Black Church Leaders Launch Voter Mobilization Efforts Ahead of 2026 Midterms
Several Black Christian leaders are organizing grassroots voter mobilization campaigns ahead of the November 2026 midterm elections, drawing on strategies from the Civil Rights Movement. Pastor Mike McBride is hosting Sunday dinners in 10 cities to unite congregations. The Rev. Traci Blackmon's Faith Out Loud project is working in 15 Southern cities to move churches from belief to action.

Black Christian leaders across the country are launching voter mobilization campaigns ahead of the November 2026 midterm elections, drawing on strategies from the Civil Rights Movement.
Pastor Mike McBride, a Black Pentecostal minister at The Way Christian Center in Berkeley, California, is organizing Sunday dinners in 10 U.S. cities. The dinners bring together church and community leaders to discuss immigration enforcement, voting rights, and other political concerns.

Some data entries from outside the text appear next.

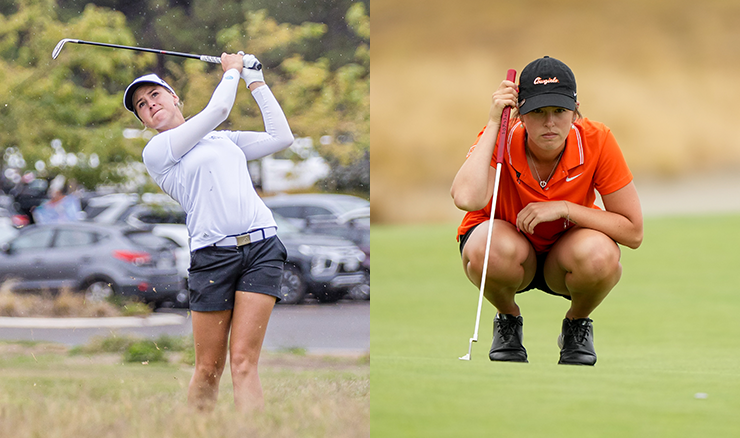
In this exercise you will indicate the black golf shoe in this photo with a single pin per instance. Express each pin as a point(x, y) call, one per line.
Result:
point(507, 339)
point(576, 342)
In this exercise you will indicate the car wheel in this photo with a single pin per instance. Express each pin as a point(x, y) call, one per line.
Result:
point(292, 286)
point(99, 291)
point(327, 295)
point(361, 291)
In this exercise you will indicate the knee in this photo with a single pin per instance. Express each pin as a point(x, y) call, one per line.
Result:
point(209, 370)
point(504, 251)
point(597, 257)
point(243, 364)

"The idea is to unite congregations within cities and regions, to bring our people into a shared space, to hear each other's stories, to share a meal and strengthen our bonds of connection," McBride told Religion News Service.

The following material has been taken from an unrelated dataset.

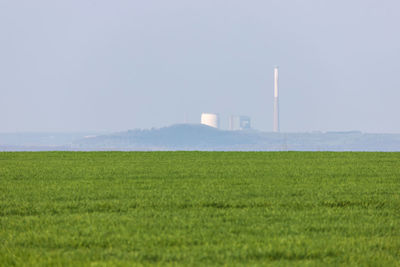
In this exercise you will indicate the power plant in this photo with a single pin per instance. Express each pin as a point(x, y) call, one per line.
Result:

McBride founded Live Free, a nonprofit focused on community violence reduction and voter engagement, 15 years ago. The organization is also collecting signatures for a "Love Free" pledge, committing signers to defend democracy and build shared power in their communities.
The Rev. Cece Jones-Davis, known for her anti-death penalty work in Oklahoma, has started online sessions called "Just People on a Zoom." The sessions aim to bridge political divides and create space for conversation across different viewpoints. She co-hosts with Jon Mays, a white former missions pastor.

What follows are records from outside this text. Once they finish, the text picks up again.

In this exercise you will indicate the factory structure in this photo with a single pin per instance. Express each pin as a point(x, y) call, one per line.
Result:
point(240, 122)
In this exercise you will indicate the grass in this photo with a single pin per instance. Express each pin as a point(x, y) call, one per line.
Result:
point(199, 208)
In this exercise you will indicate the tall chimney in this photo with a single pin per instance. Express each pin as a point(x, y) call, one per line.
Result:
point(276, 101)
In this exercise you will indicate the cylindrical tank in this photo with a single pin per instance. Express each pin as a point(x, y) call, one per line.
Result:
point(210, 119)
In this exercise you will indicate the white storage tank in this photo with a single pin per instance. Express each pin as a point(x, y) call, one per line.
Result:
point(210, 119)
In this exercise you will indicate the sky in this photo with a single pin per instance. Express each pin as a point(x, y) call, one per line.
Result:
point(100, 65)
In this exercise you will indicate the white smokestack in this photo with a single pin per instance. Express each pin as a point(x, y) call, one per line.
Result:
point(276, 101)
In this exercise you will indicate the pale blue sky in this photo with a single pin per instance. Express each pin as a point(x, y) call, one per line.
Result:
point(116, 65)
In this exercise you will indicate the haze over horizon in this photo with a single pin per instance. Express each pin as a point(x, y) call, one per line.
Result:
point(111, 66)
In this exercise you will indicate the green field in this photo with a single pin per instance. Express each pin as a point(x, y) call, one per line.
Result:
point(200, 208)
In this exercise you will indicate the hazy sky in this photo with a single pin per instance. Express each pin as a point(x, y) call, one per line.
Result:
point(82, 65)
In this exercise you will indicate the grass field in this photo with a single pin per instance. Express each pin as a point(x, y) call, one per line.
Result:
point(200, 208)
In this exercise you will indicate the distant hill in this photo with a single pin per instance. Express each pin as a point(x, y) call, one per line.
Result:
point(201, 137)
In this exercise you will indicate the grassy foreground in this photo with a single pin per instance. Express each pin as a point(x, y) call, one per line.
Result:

The Rev. Traci Blackmon launched Faith Out Loud in 2025. The project works in 15 Southern cities, partnering with regional groups to move churches "from just the talking and believing to the actual embodying of our faith." One church in each city serves as an anchor for a group of congregations.
The Samuel DeWitt Proctor Conference held a "Sacred Strategy" session on voter mobilization at its February annual meeting. More than 600 pastors, seminarians, and other participants attended. The conference's new general secretary, the Rev. Damien C. Durr, is developing a civic literacy curriculum called "Moving the Needle" for pastors to share with their congregants.
Leaders say their work is tied directly to the midterm elections, as Congress considers the SAVE Act and the Supreme Court weighs a provision of the Voting Rights Act. Both could disproportionately affect Black communities.
"We are definitely gearing up to defend our right to have voice and vote in the United States," Blackmon said. "That is not a partisan decision. That is a people decision, a constitutional decision."